CTV ordered 15 one-hours for Season II, with Bob Carney on board as the creative producer.
Season III presented another 13 eps, this time with showrunner Marlene Matthews making major changes in the show: Stewart went from red to blonde, actors Tamara Craig Thomas, Greg Calpakis and Stephen McHattie joined the cast and Hogan was killed off.
But there was a strain growing between the producers, culminating in MacLeod filing a lawsuit in B.C. Supreme Court around the October 1999 season debut for Cold Squad’s third season, alleging the Keatleys had not fulfilled their roles as coproducers. The suit was privately settled.
Julia Keatley’s time was divided between working on the set and lobbying government on behalf of the production industry. During the production of Cold Squad, Keatley took on senior roles within the CFTPA and in the financing body that eventually became the Canadian Television Fund.
Cold Squad’s fourth season saw a whopping order for 20 eps, led by a creative team of executive producer, writer and director Peter Mitchell and co-executive producer and director Gary Harvey, who would be key players for the rest of the series’ run. Local actor Joely Collins, step-daughter of pop star Phil Collins and future lead in the Bruce McDonald feature The Love Crimes of Gillian Guess, joined the cast.
The fifth season required a breezy 13 eps. Toronto actor Matthew Bennett (Total Recall 2070) and veteran Vancouver actor Garry Chalk (Dark Angel) joined the cast and the showrunners tried something new – a secondary story arc that played throughout the entire season.
In 2000, while Cold Squad carried on, B.C.’s domestic industry started its precipitous decline, with the demise of British Columbia’s television production funding and the overall fade of Canadian domestic drama. The CTF was on the brink of its funding shortfall, which Cold Squad avoided thanks to its longevity.
Season VI, produced in 2002, really seemed like Cold Squad’s last, and CTV wasn’t looking like it was going to commit to another. The producers wrapped up storylines, killed off main characters, and hosted a big set sale. But reruns of Cold Squad on Showcase were gaining a strong audience that spiked the series’ audience numbers on CTV. Five days before the CTF funding deadline in 2003, CTV’s Bill Mustos called Keatley on her cell phone in the middle of a CFTPA board meeting to order 13 more episodes.

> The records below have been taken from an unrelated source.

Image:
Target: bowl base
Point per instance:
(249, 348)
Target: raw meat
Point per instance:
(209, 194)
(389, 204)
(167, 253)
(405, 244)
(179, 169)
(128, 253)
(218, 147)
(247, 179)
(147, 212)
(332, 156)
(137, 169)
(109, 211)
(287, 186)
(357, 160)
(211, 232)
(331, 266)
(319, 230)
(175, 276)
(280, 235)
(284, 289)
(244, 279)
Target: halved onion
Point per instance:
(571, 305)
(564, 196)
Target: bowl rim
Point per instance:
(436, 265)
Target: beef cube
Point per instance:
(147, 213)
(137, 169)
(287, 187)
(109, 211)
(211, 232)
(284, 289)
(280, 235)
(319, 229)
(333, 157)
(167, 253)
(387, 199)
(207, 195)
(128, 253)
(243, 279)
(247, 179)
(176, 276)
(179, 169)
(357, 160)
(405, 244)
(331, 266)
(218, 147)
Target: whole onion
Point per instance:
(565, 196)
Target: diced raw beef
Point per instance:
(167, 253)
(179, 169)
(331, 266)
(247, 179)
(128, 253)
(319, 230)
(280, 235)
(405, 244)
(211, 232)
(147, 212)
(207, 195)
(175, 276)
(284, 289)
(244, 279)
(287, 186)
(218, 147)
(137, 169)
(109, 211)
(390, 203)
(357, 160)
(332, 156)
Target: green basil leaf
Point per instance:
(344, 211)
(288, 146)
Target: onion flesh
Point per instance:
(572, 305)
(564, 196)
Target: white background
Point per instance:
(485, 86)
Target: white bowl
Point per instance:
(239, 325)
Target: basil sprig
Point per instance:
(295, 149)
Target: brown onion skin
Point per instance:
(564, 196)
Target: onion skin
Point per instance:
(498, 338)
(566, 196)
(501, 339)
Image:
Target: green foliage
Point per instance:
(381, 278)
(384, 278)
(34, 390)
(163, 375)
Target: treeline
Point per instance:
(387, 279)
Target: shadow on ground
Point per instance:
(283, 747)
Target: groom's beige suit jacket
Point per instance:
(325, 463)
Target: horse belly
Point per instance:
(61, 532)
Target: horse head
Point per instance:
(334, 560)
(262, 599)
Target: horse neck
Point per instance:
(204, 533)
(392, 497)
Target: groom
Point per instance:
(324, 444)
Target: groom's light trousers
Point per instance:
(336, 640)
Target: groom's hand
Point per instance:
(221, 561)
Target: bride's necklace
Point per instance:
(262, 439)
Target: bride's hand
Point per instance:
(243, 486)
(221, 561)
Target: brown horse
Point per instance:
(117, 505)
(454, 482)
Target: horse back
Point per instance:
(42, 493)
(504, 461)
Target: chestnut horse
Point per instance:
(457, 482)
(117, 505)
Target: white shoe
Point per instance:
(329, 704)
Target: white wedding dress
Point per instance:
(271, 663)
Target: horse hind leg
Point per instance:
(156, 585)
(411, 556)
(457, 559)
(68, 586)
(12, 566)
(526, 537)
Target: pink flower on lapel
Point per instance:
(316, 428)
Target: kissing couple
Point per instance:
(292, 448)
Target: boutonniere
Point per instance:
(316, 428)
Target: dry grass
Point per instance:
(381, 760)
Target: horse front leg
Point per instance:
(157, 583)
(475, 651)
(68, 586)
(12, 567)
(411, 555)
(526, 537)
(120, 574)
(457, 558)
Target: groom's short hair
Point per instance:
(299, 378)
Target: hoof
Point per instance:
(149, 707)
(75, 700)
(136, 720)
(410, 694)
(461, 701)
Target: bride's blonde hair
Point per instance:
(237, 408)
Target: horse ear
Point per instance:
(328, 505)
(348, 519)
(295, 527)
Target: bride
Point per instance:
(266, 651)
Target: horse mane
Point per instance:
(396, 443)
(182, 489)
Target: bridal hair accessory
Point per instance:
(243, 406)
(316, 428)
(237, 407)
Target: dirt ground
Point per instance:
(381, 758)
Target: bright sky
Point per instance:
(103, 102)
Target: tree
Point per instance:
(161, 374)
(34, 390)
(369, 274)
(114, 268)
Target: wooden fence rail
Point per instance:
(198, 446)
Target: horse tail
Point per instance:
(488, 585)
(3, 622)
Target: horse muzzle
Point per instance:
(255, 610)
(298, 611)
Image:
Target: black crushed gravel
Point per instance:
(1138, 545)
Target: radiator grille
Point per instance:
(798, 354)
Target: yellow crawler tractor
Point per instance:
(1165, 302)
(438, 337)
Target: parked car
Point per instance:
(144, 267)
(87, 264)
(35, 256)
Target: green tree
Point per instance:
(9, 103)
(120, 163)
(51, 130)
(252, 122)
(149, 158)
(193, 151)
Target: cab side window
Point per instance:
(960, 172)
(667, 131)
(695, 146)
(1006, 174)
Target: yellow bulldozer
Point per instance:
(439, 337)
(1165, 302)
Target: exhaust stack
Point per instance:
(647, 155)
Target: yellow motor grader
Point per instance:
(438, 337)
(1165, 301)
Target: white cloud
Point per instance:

The producers scrambled to buy everything back. Sonja Bennett (Punch) and Tahmoh Penikett (Battlestar Galactica) joined the cast, while other actors moved on. Adding to the frustration, Keatley and MacLeod had to deal with the prospect of competing against Jerry Bruckheimer’s strikingly similar CBS series Cold Case, which got a better slot and better promotion on CTV, Cold Squad’s home turf. The producers of Cold Squad and Cold Case continue to sort out the copyright issues today.
Cold Squad itself may soon be coming to an end, but its influence is sure to be felt for years to come.